Provide a clear CAIVRS # on each applicant and any co obligor. An applicant
cannot be considered a satisfactory credit risk if he/she has a judgment lien
against his/her property for a debt owed to the Government until the judgment
is paid or otherwise satisfied.
Down payment on VA jumbo is required; the veteran’s entitlement plus cash
down payment must be equal to at least 25% of the mortgage amount.
Minimum Credit Standards on VA Jumbo
DU Approve or LP Accept, OR
Minimum FICO 640 with:
Minimum 3 trades >= 2 years
0x30 past 12 months on Mortgage/Housing
2x30 past 24 months for Installment
3x30 & 1x60 past 24 months for Revolving
BK – none in past 3 years, no derogatory after BK, re-established credit
covering the most recent 2 years
Foreclosure – none in past 3 years
Major Derogatory (collections, judgments, etc.) – none in past 12 months
(ignore medical collections <$500)
Bankruptcy
Chapter 7 - Must be a minimum of 2 Years old, unless providing extenuating circumstances, however no less than 1 year from discharge.
Chapter 13 – Minimum 1 year into BK with satisfactory performance and approval from court to obtain the new mortgage.
CAIVR System
Access system for all borrowers on the transaction (Borrower, co-borrowers
and co-signors if applicable)
Non-Purchasing Spouse (Community Property States)
If property is located in a community property state, or the borrower resides in a community property state, the following requirements apply:
A credit report for the non-purchasing spouse is required to determine any
joint or individual debts.
Clear CAIVR
Even if the non-purchasing spouse does not have a social security number, a
credit report is still required.
The monthly payment amount of 5% of the outstanding balance (whichever is greater)
of all debts of the non-purchasing spouse must be included in the qualifying
ratios.
If debts of the non-purchasing spouse are in dispute, they need not be counted
provided the file contains documentation to support that they are in dispute.

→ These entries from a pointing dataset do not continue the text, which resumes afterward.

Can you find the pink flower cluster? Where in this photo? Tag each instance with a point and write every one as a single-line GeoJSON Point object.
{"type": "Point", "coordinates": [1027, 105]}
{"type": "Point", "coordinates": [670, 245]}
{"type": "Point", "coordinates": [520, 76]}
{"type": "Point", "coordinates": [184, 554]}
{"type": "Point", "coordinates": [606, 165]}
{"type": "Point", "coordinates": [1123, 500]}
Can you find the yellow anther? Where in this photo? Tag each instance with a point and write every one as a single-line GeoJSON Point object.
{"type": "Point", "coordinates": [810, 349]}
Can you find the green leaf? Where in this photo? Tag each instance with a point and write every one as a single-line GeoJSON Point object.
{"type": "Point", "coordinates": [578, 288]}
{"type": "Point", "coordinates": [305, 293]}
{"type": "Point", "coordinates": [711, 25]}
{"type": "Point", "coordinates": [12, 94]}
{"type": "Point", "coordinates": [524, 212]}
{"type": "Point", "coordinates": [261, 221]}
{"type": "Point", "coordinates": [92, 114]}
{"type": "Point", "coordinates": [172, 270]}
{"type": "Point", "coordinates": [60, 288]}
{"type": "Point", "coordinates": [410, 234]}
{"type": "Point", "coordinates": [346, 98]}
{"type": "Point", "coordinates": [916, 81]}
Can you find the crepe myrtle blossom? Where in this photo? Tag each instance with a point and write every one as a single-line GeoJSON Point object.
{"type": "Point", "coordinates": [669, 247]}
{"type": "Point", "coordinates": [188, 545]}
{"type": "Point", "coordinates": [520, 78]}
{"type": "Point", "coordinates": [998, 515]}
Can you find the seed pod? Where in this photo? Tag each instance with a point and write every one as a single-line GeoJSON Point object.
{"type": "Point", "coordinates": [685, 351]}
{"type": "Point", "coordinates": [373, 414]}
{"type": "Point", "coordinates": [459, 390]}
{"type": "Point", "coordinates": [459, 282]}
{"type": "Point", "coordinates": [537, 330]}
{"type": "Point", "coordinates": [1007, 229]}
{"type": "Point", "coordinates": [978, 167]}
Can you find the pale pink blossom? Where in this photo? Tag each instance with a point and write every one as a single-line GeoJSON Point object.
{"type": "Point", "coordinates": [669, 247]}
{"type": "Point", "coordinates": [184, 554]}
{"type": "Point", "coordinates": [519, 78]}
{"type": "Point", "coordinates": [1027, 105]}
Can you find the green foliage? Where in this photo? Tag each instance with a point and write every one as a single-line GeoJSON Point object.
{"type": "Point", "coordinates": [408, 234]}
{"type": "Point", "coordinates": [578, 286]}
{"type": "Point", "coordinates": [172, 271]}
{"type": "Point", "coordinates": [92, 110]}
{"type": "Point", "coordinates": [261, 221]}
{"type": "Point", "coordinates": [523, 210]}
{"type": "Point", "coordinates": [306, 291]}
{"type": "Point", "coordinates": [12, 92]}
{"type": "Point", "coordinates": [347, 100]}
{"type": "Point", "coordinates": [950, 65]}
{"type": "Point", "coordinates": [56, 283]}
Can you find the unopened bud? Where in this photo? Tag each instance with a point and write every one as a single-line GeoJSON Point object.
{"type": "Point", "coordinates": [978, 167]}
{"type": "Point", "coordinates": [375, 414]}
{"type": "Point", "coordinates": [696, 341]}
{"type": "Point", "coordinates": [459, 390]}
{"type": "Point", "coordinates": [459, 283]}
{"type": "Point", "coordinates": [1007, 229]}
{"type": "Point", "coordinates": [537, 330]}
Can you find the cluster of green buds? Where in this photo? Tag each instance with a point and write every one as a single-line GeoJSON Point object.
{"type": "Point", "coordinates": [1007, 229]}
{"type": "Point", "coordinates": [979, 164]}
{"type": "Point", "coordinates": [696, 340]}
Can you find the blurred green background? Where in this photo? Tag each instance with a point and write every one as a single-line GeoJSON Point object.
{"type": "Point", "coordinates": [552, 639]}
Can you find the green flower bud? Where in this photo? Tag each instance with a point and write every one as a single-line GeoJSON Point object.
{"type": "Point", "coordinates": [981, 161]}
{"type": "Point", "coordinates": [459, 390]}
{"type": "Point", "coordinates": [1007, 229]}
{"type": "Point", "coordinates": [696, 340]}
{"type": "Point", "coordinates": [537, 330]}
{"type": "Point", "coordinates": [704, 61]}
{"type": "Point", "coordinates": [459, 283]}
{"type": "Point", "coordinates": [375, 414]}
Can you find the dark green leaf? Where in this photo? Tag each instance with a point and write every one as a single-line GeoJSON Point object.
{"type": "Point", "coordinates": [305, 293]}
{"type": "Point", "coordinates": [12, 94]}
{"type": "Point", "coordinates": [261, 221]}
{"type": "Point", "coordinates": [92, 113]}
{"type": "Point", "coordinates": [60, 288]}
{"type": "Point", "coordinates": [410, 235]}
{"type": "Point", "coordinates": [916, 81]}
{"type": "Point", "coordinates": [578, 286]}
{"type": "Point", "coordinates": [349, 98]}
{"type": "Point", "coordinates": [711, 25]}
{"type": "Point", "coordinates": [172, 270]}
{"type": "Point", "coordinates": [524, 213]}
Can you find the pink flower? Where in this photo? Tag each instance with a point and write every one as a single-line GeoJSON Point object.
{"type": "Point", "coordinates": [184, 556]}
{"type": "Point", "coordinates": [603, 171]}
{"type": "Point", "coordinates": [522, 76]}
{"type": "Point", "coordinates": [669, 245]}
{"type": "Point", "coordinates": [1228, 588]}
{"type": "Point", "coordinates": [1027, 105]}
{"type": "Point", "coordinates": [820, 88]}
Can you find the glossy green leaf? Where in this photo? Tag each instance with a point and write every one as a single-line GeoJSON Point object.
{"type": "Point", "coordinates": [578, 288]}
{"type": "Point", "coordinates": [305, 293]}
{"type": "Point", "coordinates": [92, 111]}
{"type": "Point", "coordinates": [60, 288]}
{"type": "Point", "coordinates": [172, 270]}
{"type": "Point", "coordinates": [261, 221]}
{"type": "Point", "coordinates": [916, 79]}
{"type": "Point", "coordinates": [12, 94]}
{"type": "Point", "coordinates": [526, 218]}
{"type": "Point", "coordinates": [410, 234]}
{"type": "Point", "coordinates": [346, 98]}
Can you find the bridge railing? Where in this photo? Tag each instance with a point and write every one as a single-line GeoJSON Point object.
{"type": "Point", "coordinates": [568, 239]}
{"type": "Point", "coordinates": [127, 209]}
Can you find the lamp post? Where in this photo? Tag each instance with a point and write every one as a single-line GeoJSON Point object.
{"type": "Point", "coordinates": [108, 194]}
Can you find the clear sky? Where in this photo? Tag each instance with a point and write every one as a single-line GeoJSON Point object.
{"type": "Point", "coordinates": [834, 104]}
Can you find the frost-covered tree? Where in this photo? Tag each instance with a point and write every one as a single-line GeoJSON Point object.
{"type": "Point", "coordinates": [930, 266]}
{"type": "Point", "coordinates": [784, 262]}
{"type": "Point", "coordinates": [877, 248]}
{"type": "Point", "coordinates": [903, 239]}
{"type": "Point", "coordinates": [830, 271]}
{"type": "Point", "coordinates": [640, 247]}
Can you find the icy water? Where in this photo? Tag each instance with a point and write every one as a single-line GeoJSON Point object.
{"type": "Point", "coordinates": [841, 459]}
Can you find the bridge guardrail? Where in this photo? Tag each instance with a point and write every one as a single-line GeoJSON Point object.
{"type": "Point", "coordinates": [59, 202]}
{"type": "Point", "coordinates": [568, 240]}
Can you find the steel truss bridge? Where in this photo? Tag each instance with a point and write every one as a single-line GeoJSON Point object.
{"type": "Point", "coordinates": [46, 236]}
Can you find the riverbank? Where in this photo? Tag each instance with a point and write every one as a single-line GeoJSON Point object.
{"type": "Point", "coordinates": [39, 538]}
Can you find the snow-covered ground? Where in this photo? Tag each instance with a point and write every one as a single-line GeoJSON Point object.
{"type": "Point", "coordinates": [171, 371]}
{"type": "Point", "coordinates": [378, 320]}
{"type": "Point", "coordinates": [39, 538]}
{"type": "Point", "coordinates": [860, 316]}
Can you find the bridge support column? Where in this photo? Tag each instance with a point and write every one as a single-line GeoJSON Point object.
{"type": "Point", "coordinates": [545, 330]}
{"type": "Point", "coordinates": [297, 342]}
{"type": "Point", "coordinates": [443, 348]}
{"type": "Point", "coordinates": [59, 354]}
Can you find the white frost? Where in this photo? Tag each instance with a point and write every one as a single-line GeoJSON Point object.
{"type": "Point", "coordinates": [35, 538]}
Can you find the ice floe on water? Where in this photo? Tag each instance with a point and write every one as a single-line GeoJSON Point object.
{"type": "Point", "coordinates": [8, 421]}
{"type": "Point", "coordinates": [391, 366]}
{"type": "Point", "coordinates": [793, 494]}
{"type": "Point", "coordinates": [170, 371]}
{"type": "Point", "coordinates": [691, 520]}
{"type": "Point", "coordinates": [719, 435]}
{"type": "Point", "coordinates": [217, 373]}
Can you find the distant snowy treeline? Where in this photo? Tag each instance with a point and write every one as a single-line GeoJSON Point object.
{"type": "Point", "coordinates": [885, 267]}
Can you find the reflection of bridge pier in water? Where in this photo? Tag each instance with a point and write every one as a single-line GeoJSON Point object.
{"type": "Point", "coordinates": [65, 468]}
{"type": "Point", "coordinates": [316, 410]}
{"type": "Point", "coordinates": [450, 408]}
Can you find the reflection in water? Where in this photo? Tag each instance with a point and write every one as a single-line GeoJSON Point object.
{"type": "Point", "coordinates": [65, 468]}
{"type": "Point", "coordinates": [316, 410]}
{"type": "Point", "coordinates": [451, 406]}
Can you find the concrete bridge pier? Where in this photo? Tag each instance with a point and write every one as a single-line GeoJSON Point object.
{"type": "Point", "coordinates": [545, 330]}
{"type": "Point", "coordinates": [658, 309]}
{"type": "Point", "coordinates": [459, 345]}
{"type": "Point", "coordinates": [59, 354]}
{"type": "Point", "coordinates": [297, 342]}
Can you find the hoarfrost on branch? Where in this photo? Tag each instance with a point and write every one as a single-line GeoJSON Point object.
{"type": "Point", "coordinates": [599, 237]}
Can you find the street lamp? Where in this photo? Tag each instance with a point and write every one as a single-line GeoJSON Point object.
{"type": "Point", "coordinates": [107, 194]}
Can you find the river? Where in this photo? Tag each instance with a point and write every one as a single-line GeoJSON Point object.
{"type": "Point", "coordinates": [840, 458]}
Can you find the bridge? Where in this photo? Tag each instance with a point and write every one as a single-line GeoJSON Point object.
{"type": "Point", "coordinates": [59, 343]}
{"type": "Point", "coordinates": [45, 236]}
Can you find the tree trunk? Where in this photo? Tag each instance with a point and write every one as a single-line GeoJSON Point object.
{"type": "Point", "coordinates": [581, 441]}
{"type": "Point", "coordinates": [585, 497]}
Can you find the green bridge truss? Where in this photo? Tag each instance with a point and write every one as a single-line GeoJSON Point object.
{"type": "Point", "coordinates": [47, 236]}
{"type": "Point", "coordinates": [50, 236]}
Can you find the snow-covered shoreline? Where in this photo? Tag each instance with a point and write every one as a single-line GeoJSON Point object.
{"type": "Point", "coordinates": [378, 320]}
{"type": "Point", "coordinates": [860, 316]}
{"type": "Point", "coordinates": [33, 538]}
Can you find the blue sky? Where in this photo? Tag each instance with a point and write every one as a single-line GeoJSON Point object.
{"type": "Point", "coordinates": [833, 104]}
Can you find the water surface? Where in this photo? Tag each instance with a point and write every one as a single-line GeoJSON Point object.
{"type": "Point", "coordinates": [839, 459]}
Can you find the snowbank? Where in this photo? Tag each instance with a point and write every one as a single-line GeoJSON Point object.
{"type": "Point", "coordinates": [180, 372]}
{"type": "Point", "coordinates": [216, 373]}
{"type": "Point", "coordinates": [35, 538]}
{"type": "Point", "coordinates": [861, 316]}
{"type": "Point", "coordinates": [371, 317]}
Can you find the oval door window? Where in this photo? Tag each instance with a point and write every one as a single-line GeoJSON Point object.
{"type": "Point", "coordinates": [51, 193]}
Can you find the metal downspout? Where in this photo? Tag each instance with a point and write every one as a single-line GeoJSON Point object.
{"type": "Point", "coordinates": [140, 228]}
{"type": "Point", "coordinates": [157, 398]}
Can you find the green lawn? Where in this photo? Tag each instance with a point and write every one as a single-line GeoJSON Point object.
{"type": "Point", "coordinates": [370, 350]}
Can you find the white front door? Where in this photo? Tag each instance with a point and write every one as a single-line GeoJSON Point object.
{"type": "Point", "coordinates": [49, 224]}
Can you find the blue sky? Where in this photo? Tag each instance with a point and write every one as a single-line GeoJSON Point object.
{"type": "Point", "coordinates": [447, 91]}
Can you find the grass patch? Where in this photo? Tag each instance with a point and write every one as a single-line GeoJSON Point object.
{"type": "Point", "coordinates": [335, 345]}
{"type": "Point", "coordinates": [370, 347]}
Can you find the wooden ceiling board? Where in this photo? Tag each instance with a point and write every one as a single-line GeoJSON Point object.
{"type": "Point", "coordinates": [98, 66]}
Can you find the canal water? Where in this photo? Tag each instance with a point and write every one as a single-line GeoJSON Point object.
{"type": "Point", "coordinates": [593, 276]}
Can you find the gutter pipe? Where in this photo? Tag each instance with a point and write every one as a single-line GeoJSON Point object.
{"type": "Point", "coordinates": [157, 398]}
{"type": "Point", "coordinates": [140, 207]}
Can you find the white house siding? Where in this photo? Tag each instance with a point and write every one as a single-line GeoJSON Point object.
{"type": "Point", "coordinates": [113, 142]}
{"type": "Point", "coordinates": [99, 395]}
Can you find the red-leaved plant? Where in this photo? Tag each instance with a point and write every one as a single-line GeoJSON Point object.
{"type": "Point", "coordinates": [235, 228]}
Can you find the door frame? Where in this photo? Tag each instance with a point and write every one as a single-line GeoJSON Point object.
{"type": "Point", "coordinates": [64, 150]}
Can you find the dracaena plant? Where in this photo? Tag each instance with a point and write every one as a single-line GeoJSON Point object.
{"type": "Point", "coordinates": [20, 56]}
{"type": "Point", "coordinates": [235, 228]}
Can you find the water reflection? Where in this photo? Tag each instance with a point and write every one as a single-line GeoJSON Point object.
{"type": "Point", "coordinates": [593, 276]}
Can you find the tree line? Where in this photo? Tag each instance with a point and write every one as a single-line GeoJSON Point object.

Credit history of the non-purchasing spouse should not be the sole basis for
declining the loan.
In some community property states, such as California, the laws state that the
debts incurred by either spouse prior to the marriage are the liability of the
community estate.
List of known Community Property States
Arizona Louisiana New Mexico Wisconsin
California Missouri North Carolina Wyoming
Idaho Nebraska Texas
Kansas Nevada Washington
23. Underwriting cont.:
Income from Non-Military Employment can include the following:
Salaried Employed Borrower
A written VOE, or
Paystubs covering at least the most recent 30-day period, and
W-2 forms for the previous 2 years, and
A telephone verification of the applicant’s current employment documenting
the date of verification and the name, title, and telephone number of the person
with whom employment was verified.
Building Trades/Seasonal or Climate-Dependent Work
Provide documentation evidencing total earnings YTD
2 years federal income tax returns required
Union employees must provide evidence of a history with the union
Employed for less than 12 months – not considered stable and reliable,
however, it may be considered stable and reliable if the individual facts warrant
such a conclusion
Carefully consider the following:
Employer’s evaluation of the probability of continued employment
Applicant’s training and/or education. (This applies mostly to skilled
positions. Examples include nurse, medical technician, lawyer, paralegal and
computer systems analyst.)
If the probability of continued employment is high, based on these factors,
then the underwriter may give favorable consideration to including the income
in total effective income
If the probability of continued employment is good, but not as well supported
or employment will be terminated at some point in the future which can be reasonably
estimated, the lender may still consider the income of an applicant who has
been employed at least 6 months to partially offset debts of 10 to 24 months
duration
Income from Overtime, Part-time, Second Jobs, and Bonuses
Must be verified for two (2) years
Must be regular and predictable
Must be reasonable likelihood that it will continue in the foreseeable future
If received <24 months but >12 months, may be used to offset debts of
10 to 24 months duration. Include an explanation
Commission
When all or a major portion of the applicant’s income is derived from
commissions, obtain the following documentation:
Written VOE or other written verification which provides the following:
Actual amount of commissions paid year to date
Basis for payment (salary plus commission, straight commission, or draws against
commission)
When commissions are paid (monthly, quarterly)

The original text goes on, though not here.